All code should reach minimum 80% coverage through Unit Tests.

Code Style

We use the Google Style Guide for style elements such as documentation, titling, and structure. We also recommend reviewing Clean Architecture

Stop on Failure

Failures within ORCA break through to the Cumulus workflow they are a part of. To this end, raising an error is preferred over catching the error and returning a null value or error message. The code examples below exemplify this idea by showing how to raise an error using python in different contexts.

try:
value = function(param)
except requests_db.DatabaseError as err:
logging.error(err)
raise
if not success:
logging.error(f"You may log additional information if desired. "
f"param: {param}")
raise DescriptiveErrorType(f'Error message to be raised info Cumulus workflow.')

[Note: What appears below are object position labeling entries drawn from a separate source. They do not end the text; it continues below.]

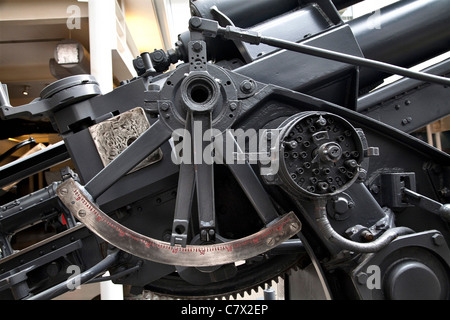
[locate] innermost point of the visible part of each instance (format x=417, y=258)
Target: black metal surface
x=393, y=213
x=405, y=33
x=34, y=163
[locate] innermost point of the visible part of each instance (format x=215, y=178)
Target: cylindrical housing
x=405, y=33
x=244, y=14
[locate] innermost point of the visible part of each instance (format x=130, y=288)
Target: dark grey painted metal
x=34, y=163
x=409, y=104
x=143, y=146
x=404, y=34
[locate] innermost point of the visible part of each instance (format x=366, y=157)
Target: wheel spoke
x=204, y=176
x=143, y=146
x=185, y=193
x=250, y=184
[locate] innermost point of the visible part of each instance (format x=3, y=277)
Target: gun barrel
x=405, y=33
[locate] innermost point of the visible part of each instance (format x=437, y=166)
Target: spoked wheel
x=197, y=106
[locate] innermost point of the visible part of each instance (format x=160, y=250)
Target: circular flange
x=207, y=91
x=320, y=154
x=412, y=280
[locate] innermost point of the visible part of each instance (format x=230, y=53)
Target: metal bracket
x=78, y=202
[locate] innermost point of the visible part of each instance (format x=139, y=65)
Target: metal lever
x=211, y=28
x=443, y=210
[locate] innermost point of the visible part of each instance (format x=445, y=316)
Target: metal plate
x=77, y=200
x=112, y=136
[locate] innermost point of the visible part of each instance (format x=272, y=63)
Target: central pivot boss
x=200, y=92
x=77, y=200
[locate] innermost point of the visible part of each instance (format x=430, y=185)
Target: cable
x=84, y=277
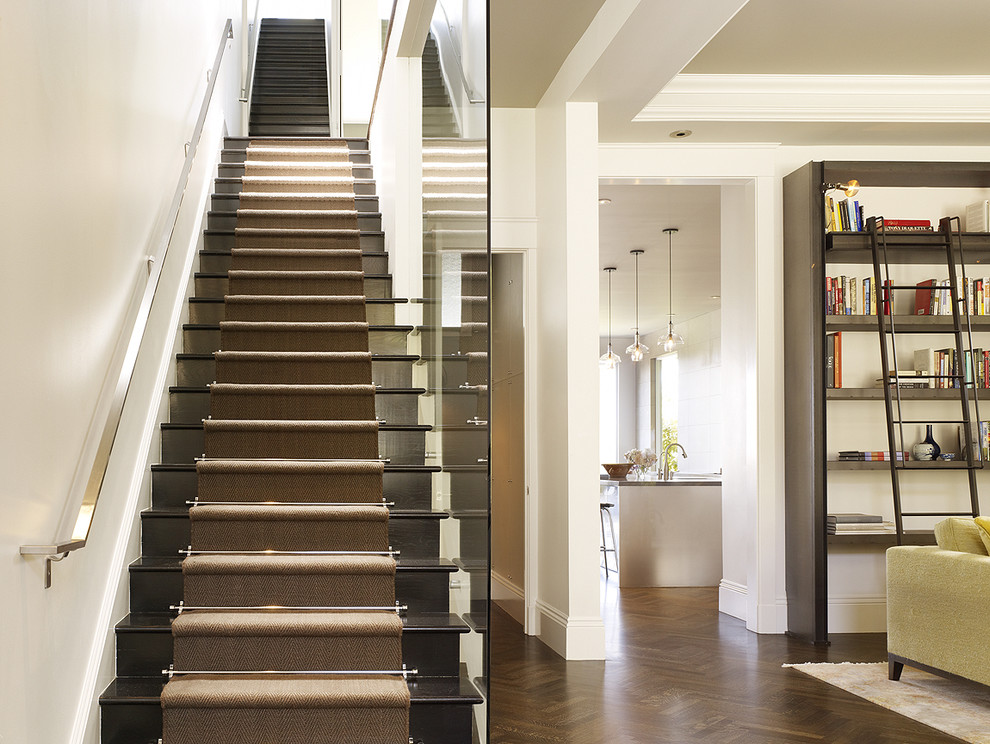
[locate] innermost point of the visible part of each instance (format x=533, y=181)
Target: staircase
x=290, y=95
x=438, y=113
x=294, y=412
x=456, y=269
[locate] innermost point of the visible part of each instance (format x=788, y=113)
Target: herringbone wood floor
x=678, y=672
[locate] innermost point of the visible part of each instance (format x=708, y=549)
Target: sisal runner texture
x=291, y=466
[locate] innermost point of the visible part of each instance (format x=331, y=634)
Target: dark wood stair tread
x=183, y=467
x=413, y=622
x=124, y=690
x=174, y=563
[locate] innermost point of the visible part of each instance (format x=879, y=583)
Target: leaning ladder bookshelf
x=963, y=384
x=808, y=249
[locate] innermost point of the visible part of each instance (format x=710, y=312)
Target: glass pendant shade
x=609, y=360
x=671, y=340
x=637, y=350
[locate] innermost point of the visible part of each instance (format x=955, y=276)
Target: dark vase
x=929, y=439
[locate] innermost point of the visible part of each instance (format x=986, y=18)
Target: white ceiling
x=851, y=37
x=635, y=219
x=768, y=46
x=530, y=40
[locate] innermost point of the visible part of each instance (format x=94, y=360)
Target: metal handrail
x=249, y=54
x=381, y=64
x=473, y=95
x=73, y=531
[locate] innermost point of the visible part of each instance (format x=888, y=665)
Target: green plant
x=669, y=437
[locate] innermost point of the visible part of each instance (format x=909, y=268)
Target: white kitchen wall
x=699, y=405
x=628, y=391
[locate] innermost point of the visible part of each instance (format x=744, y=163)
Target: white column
x=567, y=333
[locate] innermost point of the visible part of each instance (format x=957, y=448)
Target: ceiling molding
x=822, y=98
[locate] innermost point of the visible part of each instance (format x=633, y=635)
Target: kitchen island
x=667, y=533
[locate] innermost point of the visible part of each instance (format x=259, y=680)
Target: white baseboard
x=857, y=614
x=574, y=638
x=732, y=599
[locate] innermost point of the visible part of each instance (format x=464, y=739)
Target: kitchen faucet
x=666, y=458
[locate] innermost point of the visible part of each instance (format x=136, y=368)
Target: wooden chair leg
x=894, y=669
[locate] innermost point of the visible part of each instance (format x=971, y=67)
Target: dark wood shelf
x=904, y=248
x=809, y=253
x=909, y=465
x=904, y=323
x=950, y=394
x=887, y=540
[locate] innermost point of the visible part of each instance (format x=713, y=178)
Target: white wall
x=361, y=51
x=102, y=98
x=567, y=341
x=699, y=405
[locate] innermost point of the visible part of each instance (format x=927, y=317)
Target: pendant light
x=637, y=350
x=609, y=360
x=671, y=340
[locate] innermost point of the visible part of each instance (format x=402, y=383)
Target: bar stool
x=603, y=511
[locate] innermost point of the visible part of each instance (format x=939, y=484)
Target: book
x=924, y=364
x=852, y=517
x=905, y=225
x=923, y=297
x=837, y=363
x=978, y=217
x=830, y=360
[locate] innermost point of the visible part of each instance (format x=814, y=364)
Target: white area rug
x=955, y=708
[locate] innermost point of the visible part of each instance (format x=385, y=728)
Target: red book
x=923, y=297
x=907, y=223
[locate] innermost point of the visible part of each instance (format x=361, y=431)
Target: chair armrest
x=938, y=609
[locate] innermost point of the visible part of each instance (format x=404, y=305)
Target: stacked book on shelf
x=833, y=360
x=858, y=524
x=942, y=367
x=844, y=215
x=849, y=296
x=932, y=297
x=901, y=226
x=870, y=456
x=907, y=380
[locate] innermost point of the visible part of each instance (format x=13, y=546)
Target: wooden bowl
x=617, y=470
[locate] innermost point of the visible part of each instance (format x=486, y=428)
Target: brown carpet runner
x=285, y=710
x=293, y=367
x=290, y=511
x=285, y=259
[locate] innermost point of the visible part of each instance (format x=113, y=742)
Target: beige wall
x=99, y=101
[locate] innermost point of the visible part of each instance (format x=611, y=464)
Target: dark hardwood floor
x=678, y=671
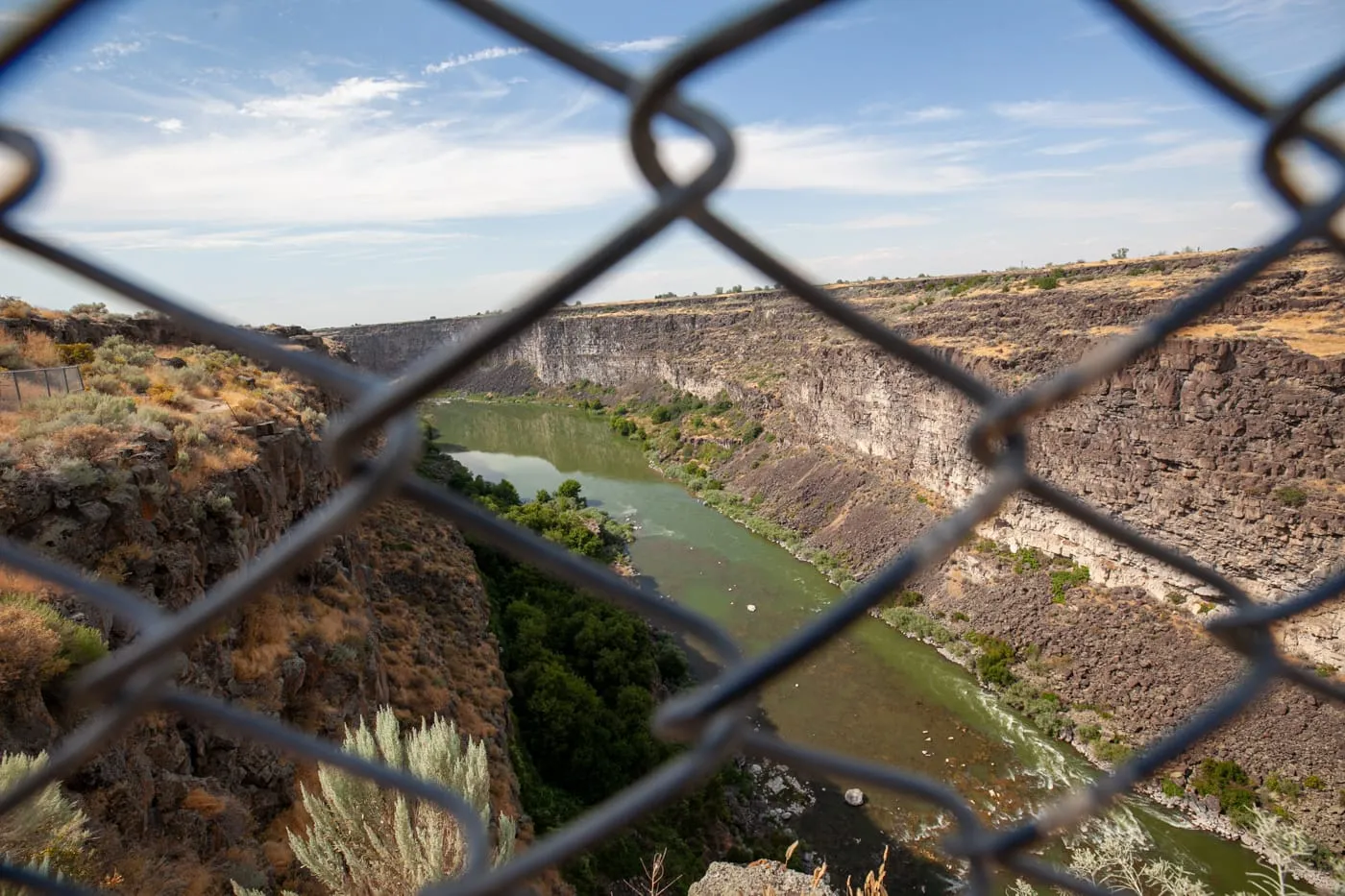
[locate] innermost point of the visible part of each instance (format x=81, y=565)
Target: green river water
x=871, y=693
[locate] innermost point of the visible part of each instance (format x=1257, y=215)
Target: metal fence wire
x=17, y=386
x=137, y=678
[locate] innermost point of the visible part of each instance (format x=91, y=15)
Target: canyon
x=1224, y=443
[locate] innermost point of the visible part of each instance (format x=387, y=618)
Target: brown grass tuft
x=40, y=350
x=204, y=804
x=23, y=583
x=27, y=647
x=264, y=640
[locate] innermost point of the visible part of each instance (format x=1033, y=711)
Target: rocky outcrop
x=183, y=806
x=1193, y=444
x=1224, y=443
x=725, y=879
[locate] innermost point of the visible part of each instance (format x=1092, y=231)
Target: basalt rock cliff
x=1226, y=443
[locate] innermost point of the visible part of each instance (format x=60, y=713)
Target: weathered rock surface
x=723, y=879
x=181, y=806
x=1189, y=443
x=1192, y=444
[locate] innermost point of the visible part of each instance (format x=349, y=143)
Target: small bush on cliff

Retries can then be configured in the workflow json if desired. See documentation and tutorials for more information. The following snippet from the copy_to_archive lambda demonstrates usage of retries for a lambda in an ingest workflow. MaxAttempts is set to 6, meaning that it will run the function a maximum of 7 times before transitioning to the WorkflowFailed state. IntervalSeconds determines how many seconds the workflow will sleep between retries. A BackOffRate of 2 means that the IntervalSeconds will be doubled on each failure beyond the first.

"CopyToArchive": {
...
"Type": "Task",
"Resource": "${copy_to_archive_task_arn}",
"Retry": [
{
"ErrorEquals": [
"Lambda.ServiceException",
"Lambda.AWSLambdaException",
"Lambda.SdkClientException"
],
"IntervalSeconds": 2,
"MaxAttempts": 6,
"BackoffRate": 2
}
],
"Catch": [
{
"ErrorEquals": [
"States.ALL"
],
"ResultPath": "$.exception",
"Next": "WorkflowFailed"
}
],
"Next": "WorkflowSucceeded"
},

If the retries are exceeded and the error is caught, then the workflow will show that it jumped to the WorkflowFailed state.

Workflow Failed

If the 'WorkflowFailed' state was not triggered, then the workflow will move on to the step defined in Next.

Workflow Succeeded
note

In the event that an error may be transient, and failing would cause a large amount of redundant work for other objects, retrying a failing operation in code is acceptable with a strictly limited number of retries. You will likely want to log each individual error for analytics and debugging.